All political activities, including the presidential election, stand suspended and campaigning can restart only 100 days after the state of emergency is lifted.
This is a safe bet for Poroshenko, the expert believes.
Kiev had neither introduced martial law during the conflict in Donbass nor even when Russian troops entered Crimea in 2014.
This is why the current move to declare martial law looks highly suspicious, Okhrimenko says. “In sheer military terms, the Sunday incident has been negligible. Three small boats are unable to change the military balance nor they can bear any threat to Russian security even if they enter the Sea of Azov on a wrong course. Thus, the Kremlin has played into the hands of Poroshenko, deliberately or by some miscalculation,” the Ukrainian expert points out.
Even though no experts doubt that Ukraine will introduce martial law, they mostly agree that the measures would be predominately political rather than military.
The director of the New Ukraine Research Institute in Kiev, Andrei Yermolayev, foresees that the martial law regime will be mild in essence and limited geographically.
He cites earlier incidents between Russian and Ukrainian vessels in the disputed seas.
“This is not the first time Russia has seized Ukrainian ships. The only difference is, that previously they were fishing boats, while this time they belong to Ukraine’s Navy. This is why Ukraine considers Sunday’s incident an act of military aggression not piracy, as before,” he says.
Despite neither country ever formally denouncing the 2003 agreement over the Sea of Azov status, the document was nullified following the annexation of Crimea by Russia in 2014.
The Azov agreement is based on a very different geopolitical configuration. From 2014 on, Ukraine quotes the agreement’s clauses to justify the presence of its vessels in the disputed waters, while Russia points at the factual state of affairs.
The latter has been illegitimate from the international law point of view, Yermolayev stresses.
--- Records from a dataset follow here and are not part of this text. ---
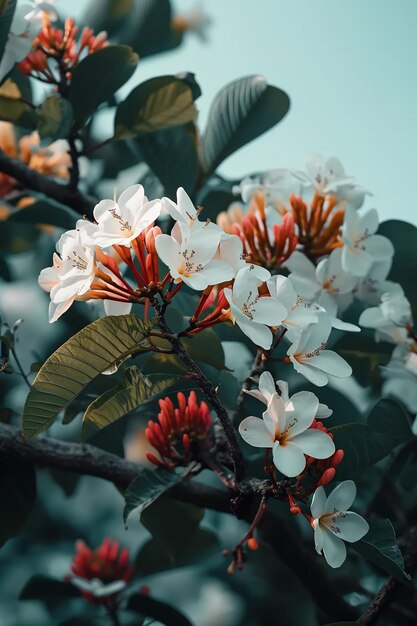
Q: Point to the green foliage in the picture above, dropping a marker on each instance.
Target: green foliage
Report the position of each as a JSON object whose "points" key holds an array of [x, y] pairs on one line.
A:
{"points": [[50, 591], [55, 118], [17, 496], [387, 426], [7, 8], [145, 488], [98, 347], [156, 104], [177, 540], [45, 211], [158, 611], [98, 77], [132, 393], [380, 547], [403, 235], [240, 112]]}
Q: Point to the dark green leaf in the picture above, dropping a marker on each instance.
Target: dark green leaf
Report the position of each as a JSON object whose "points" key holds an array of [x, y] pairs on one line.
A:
{"points": [[403, 235], [50, 591], [98, 77], [117, 402], [46, 212], [380, 546], [18, 112], [387, 426], [146, 488], [55, 118], [157, 610], [156, 104], [240, 112], [17, 496], [96, 348], [7, 8], [172, 155]]}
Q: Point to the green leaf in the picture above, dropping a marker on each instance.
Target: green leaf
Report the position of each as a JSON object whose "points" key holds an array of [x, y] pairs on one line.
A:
{"points": [[17, 496], [7, 8], [50, 591], [207, 348], [46, 212], [18, 112], [145, 488], [380, 547], [172, 155], [403, 235], [119, 401], [387, 426], [177, 540], [156, 104], [241, 111], [95, 349], [156, 610], [98, 77], [55, 118]]}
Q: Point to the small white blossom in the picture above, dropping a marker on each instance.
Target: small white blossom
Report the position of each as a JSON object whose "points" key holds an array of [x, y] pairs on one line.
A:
{"points": [[361, 246], [333, 523], [254, 314], [284, 427], [310, 357], [118, 223]]}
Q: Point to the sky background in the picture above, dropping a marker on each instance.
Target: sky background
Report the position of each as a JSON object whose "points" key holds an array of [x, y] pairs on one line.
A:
{"points": [[349, 67]]}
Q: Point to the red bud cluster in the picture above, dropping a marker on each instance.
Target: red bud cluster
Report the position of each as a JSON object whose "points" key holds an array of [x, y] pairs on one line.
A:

However, Moscow may use martial law in Ukraine as another “justification” to tighten its economic noose on Kiev’s neck, he predicts.
“Russia may lock all Ukrainian ships in the Sea of Azov, thus blocking all sea traffic to and from the port of Mariupol. Of course, the production of Mariupol steelworks could be redirected by rail to the Odessa port, but it would add extra logistic efforts, extra expenses and, as a result, make Ukrainian export more expensive. Russia can also shut its gas pipeline running through Ukraine, making the upcoming ‘wartime’ winter in that country really harsh because even now the Ukrainian cities suffer from energy and heat shortages,” he says.
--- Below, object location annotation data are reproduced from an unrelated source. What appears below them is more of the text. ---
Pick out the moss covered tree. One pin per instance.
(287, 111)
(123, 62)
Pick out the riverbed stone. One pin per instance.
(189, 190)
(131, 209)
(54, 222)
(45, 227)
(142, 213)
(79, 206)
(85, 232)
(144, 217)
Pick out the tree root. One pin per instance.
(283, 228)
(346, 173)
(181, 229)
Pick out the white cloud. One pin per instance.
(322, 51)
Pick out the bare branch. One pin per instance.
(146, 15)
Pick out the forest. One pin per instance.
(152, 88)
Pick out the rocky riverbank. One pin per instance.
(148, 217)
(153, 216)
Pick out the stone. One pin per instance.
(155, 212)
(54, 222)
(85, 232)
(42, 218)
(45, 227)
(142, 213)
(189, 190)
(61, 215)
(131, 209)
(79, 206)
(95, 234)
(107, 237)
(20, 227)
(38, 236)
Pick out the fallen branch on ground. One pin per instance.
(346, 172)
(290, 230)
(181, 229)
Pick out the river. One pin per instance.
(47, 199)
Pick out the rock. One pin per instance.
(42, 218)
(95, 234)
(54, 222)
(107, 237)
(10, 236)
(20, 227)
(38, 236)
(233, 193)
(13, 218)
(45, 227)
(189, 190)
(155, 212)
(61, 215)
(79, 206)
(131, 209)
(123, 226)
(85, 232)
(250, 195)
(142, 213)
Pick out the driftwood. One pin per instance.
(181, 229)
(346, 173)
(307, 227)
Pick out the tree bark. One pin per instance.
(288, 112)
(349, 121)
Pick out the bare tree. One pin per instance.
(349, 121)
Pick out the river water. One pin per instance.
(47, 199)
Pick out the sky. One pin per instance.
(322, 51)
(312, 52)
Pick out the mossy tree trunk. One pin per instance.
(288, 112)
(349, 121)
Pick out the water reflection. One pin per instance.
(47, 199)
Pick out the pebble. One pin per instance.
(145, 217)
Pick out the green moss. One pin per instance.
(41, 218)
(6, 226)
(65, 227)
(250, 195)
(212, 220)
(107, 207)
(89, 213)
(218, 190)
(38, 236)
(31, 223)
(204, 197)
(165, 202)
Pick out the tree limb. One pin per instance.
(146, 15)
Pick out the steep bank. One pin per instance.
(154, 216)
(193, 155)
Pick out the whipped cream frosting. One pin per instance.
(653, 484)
The further developments depend on what the martial law’s particulars are, says the director of Moscow’s Institute of Peacekeeping and Conflictology, Denis Denisov.
“The status of the Sea of Azov has currently been very similar to that of the other disputed bodies of water, such as the South China Sea, Aegean Sea and Falkland Isles, to name a few. But in the case of the Russia-Ukraine agreement over Azov, we observe legal nonsense,” he says.
No agreement could exist if it is obeyed by one party only. This is the same nonsense as “unilateral friendship,” Denisov explains.
“Moscow and Kiev will be better off to renew the agreement to render it fit for the realities of the post-2014 period. But Kiev insists on the existing document because denunciation of the 2003 treaty would automatically legitimise Russian claims on Crimea,” Denisov stresses.
Still, all experts in both Kiev and Moscow rule out the possibility of direct military confrontation between Russian and Ukrainian forces, be it on sea or on land, as a result of the recent incident.
“If any party opens fire instead of ramming, it would constitute the gravest violation of the Geneva Convention with unpredictable consequences. So Russian and Ukrainian vessels will likely continue to ram each other, at most, but with no shots fired,” Denisov says.
“Meanwhile, the latest incident can be used to introduce a new round of anti-Russian sanctions by the West, which the US and EU would only be happy to announce,” Gleb Bogush, professor of international law in Moscow State University, tells TRT World.